You are designing a canary deployment strategy for a critical payment service in a microservices architecture. Walk me through the process and what metrics you would watch.
- Canary deployment routes a small percentage of production traffic (typically 1-5% to start) to the new version while the rest continues hitting the old version. The goal is to detect problems with real production traffic before they affect all users. For a payment service, this is especially critical because a bad deploy directly impacts revenue.
- The process: (1) Deploy the new version alongside the old version (do not replace). (2) Configure the traffic router (service mesh, API gateway, or Kubernetes Ingress) to send 1% of traffic to the canary. (3) Monitor key metrics for a bake period (15-30 minutes minimum for a payment service). (4) If metrics are healthy, gradually increase to 5%, 10%, 25%, 50%, 100%. (5) If any metric breaches the threshold, automatically roll back by routing 100% to the old version.
- The metrics for a payment service specifically: (a) Error rate — compare the canary’s 5xx rate to the baseline. If the canary is 2x higher, roll back. (b) Latency — compare p50, p95, and p99 latency. A jump in p99 from 200ms to 800ms signals a problem even if p50 looks fine. (c) Business metrics — payment success rate is the most important. If the canary’s payment success rate drops from 98.5% to 96%, that is a revenue-impacting regression even if there are zero 5xx errors (the failure might be in the payment gateway integration, returning a 200 with an error payload). (d) Downstream health — is the canary causing increased errors in downstream services like fraud detection?
- The subtlety most people miss: statistical significance. At 1% traffic, you might see 50 requests per minute. A single failed request is a 2% error rate, but it could be noise. You need enough traffic volume for the comparison to be meaningful. For low-traffic services, you might need to run the canary for hours instead of minutes, or increase the initial percentage to 5-10%.
- For a payment service, I would also do a shadow/dark launch first: route duplicate traffic to the new version but do not use its responses. Compare the canary’s responses to the production version. This catches logic bugs without any customer impact.

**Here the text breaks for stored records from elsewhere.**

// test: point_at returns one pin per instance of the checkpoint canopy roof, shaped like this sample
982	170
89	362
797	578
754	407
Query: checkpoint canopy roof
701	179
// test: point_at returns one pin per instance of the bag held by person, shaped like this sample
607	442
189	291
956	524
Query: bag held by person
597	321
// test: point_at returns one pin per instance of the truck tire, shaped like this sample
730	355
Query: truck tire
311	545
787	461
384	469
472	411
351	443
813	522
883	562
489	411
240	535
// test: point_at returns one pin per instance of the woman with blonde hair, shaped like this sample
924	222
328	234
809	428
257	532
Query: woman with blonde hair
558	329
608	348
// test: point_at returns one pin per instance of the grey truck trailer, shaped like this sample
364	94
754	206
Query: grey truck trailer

- Your canary is at 5% traffic and the payment success rate drops by 0.3%. That is within normal variance for a 15-minute window but outside normal variance for a 1-hour window. Do you roll back immediately or wait? How do you decide?
- The canary version introduces a new database schema migration. How do you handle the fact that both the old version and the canary version need to work with the same database simultaneously?